The FoI information is intersting because it shows that he was part of that world, but also frustrating because so much detail is redacted like what he was doing before being recruited as a civilian to MI6, where he was living at the time, what he was actually doing for MI6 and also when called up to the Special Signals Unit No 1. of the Royal Corp of Signals (see ‘Mike Chapman Note 3’ in comments of previous post here with more information about this).

Probate notice on 12 Nov 1941 mentions that he was ‘of 13 Roland-gardens, London S.W.7’ near where I was born and grew up. Maybe that was his home there but also The Times announcement of his death mentions on June 22, 1941 that his parents are ‘now of’ the same address (see here). So was that his address that they moved into after his death or his parents home, and were they still together then.

It would have been interesting to know why he didn’t marry, and what he was up to when he had his accident. Was Lower Beeding just somewhere he was driving through and where was he coming from and going to, e.g. family, friends, lover, an event or official business. And if the latter what was the actual nature of that. So many unanswered questions along with the different parallel universe like scenarios of the possible murder mystery vs more mundane motor accident, which by the way rings truer if driving skills are genetic without naming names. So many questions and not a photograph of what he looked like or those still alive to have shared more about what sounds like him being in the intelligence thick of it during WW2 (see ‘Mike Chapman Note 6’ in comments of previous post here for more information on possible murder mystery).

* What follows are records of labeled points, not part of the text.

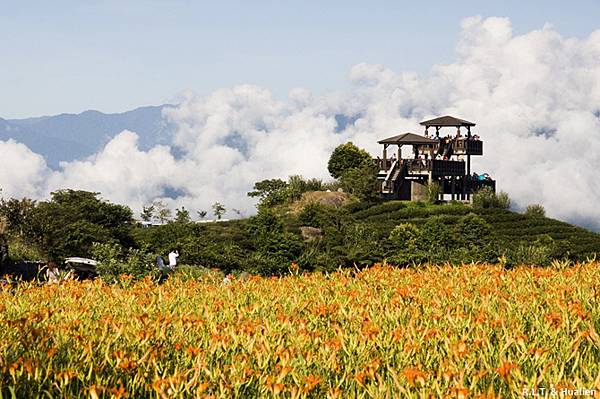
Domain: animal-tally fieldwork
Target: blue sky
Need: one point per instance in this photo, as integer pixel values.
(69, 56)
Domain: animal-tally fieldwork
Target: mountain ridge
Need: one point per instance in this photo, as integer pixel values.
(67, 136)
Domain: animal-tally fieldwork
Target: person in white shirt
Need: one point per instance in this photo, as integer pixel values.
(173, 255)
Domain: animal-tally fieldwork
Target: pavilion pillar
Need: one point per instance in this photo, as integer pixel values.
(469, 175)
(453, 188)
(385, 157)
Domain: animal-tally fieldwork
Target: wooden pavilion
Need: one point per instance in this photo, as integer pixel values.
(445, 160)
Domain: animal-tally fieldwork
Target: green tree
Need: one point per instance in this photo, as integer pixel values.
(487, 198)
(161, 211)
(270, 192)
(275, 247)
(147, 213)
(536, 210)
(73, 220)
(345, 157)
(182, 215)
(218, 210)
(361, 182)
(17, 214)
(405, 238)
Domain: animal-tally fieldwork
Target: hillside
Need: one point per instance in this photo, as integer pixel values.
(359, 234)
(510, 228)
(324, 231)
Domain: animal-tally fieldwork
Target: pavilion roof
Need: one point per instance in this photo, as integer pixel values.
(408, 138)
(447, 120)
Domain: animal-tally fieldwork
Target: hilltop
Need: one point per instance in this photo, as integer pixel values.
(362, 234)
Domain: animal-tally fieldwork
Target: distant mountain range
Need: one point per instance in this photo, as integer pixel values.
(67, 137)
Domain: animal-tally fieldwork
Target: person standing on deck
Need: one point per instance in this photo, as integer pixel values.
(173, 255)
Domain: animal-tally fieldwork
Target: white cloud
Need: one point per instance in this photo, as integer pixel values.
(22, 172)
(535, 98)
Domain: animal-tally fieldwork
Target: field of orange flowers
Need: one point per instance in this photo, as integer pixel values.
(470, 331)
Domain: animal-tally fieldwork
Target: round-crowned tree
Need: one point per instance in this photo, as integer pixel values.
(345, 157)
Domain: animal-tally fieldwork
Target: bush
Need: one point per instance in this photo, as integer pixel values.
(540, 253)
(536, 210)
(433, 192)
(361, 182)
(345, 157)
(275, 247)
(114, 261)
(406, 241)
(487, 198)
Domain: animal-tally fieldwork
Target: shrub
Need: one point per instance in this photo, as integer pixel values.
(487, 198)
(536, 210)
(539, 253)
(361, 182)
(114, 261)
(345, 157)
(406, 241)
(433, 192)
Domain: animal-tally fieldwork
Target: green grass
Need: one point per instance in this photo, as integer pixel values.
(510, 228)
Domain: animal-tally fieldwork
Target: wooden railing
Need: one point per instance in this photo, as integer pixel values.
(437, 167)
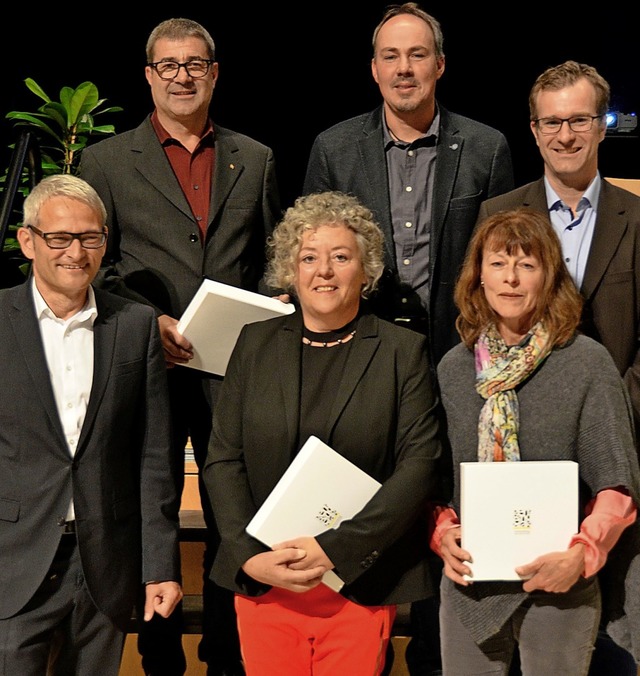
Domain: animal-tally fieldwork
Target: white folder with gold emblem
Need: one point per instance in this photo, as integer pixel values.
(214, 318)
(319, 490)
(513, 512)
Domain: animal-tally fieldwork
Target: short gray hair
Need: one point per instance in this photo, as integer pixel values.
(413, 9)
(177, 29)
(62, 185)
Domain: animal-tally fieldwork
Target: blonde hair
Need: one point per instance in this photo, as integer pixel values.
(309, 213)
(62, 185)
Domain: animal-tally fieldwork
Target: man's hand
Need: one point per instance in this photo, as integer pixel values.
(177, 349)
(161, 598)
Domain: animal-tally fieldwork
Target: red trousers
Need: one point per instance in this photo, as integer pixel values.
(317, 633)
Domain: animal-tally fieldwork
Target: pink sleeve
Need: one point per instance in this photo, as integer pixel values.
(608, 514)
(443, 518)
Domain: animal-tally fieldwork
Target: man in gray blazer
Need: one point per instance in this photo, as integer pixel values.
(88, 508)
(599, 228)
(423, 171)
(420, 168)
(186, 200)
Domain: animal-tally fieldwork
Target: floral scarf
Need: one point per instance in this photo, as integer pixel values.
(499, 370)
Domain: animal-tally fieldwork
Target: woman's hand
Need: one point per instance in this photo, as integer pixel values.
(274, 568)
(454, 557)
(555, 572)
(314, 556)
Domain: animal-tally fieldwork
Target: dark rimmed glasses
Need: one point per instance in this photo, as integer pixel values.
(577, 123)
(62, 240)
(168, 70)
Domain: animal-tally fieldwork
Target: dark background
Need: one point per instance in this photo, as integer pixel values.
(287, 73)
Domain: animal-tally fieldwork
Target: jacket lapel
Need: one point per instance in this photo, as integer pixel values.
(153, 164)
(365, 344)
(610, 227)
(228, 168)
(29, 345)
(449, 151)
(371, 148)
(289, 343)
(104, 338)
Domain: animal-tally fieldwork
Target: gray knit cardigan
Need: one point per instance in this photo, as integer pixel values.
(574, 407)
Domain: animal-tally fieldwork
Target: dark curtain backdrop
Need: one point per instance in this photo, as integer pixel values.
(287, 73)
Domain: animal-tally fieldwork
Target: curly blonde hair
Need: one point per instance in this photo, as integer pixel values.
(309, 213)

I think it is worth adding that as fan of Crime Noir and Spy genres then I am drawn like a moth to a mystery flame. That said both car crash and murder are awful ways to go, but the so are being ‘Killed in Action’, ‘On patrol’ or in a PoW Camp i.e., as happened to other relatives during the two world wars and more recent conflict, including my Great Uncle Norman, my nephew Sam and my Great Aunt Valda (all of whose lives were cut far too short). But I am glad there is clarification and that Roddy’s contribution is now also remembered thanks to Mike Chapman’s help with both CWCG and Bletchley Park Roll of Honour sites and not least because of ‘less we forget.’